Fast file existence checking in archiving systems

  • Authors:
  • Saso Tomazic;Vesna Pavlovic;Jasna Milovanovic;Jaka Sodnik;Anton Kos;Sara Stancin;Veljko Milutinovic

  • Affiliations:
  • University of Ljubljana, Ljubljana, Slovenia;University of Belgrade, Beograd, Serbia;University of Belgrade, Beograd, Serbia;University of Ljubljana, Ljubljana, Slovenia;University of Ljubljana, Ljubljana, Slovenia;University of Ljubljana, Ljubljana, Slovenia;IPSI Belgrade

  • Venue:
  • ACM Transactions on Storage (TOS)
  • Year:
  • 2011

Quantified Score

Hi-index 0.00

Visualization

Abstract

This article presents a new Fast Hash-based File Existence Checking (FHFEC) method for archiving systems.

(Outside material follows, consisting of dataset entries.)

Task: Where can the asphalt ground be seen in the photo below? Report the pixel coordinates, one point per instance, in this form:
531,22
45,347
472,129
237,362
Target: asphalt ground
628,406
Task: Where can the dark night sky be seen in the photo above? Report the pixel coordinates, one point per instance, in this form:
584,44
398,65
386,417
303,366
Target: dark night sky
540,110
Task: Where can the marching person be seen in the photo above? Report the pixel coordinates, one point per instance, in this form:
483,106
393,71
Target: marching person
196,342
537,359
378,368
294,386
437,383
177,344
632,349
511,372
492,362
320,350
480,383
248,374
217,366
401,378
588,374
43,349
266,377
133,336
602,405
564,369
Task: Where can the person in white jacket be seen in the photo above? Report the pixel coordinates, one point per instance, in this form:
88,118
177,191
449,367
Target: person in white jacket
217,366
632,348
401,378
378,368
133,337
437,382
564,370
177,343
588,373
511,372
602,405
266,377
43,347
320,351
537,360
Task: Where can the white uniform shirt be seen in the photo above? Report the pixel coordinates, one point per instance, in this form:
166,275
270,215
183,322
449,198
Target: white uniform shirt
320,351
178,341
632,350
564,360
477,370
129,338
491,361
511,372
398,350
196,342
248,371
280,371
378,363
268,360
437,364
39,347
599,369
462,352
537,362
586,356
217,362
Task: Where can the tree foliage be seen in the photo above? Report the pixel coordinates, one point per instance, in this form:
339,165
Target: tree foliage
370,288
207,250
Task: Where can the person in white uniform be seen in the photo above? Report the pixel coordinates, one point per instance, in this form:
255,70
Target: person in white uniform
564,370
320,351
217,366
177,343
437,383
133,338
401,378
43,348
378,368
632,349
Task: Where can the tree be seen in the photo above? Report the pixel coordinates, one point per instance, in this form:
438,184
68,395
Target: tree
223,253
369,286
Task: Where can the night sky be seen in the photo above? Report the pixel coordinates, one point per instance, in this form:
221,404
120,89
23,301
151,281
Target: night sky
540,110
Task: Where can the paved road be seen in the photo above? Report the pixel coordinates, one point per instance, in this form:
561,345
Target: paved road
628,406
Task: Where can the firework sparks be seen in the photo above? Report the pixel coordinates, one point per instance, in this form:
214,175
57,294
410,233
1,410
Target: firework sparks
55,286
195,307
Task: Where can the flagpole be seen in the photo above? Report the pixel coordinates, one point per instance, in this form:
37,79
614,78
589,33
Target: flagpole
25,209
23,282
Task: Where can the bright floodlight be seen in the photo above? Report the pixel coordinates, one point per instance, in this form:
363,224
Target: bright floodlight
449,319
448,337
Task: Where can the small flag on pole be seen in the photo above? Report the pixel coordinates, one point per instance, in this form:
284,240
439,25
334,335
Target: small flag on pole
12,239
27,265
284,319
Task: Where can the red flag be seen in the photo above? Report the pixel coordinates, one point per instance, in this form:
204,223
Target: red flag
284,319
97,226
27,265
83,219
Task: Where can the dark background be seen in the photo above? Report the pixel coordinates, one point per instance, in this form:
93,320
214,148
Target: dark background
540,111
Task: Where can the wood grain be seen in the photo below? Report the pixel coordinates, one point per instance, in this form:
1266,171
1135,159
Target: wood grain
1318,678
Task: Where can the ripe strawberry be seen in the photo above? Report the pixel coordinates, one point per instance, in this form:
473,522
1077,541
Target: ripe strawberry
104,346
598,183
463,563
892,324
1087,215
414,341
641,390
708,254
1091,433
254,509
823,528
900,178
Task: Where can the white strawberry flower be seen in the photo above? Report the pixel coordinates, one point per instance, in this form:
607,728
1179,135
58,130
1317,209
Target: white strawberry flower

During the archiving process, there are many submissions which are actually unchanged files that do not need to be re-archived. In this system, instead of comparing the entire files, only digests of the files are compared. Strong cryptographic hash functions with a low probability of collision can be used as digests. We propose a fast algorithm to check if a certain hash, that is, a corresponding file, is already stored in the system. The algorithm is based on dividing the whole domain of hashes into equally sized regions, and on the existence of a pointer array, which has exactly one pointer for each region. Each pointer points to the location of the first stored hash from the corresponding region and has a null value if no hash from that region exists. The entire structure can be stored in random access memory or, alternatively, on a dedicated hard disk. A statistical performance analysis has been performed that shows that in certain cases FHFEC performs nearly optimally. Extensive simulations have confirmed these analytical results. The performance of FHFEC has been compared to the performance of a binary search (BIS) and B+tree, which are commonly used in file systems and databases for table indices. The results show that FHFEC significantly outperforms both of them.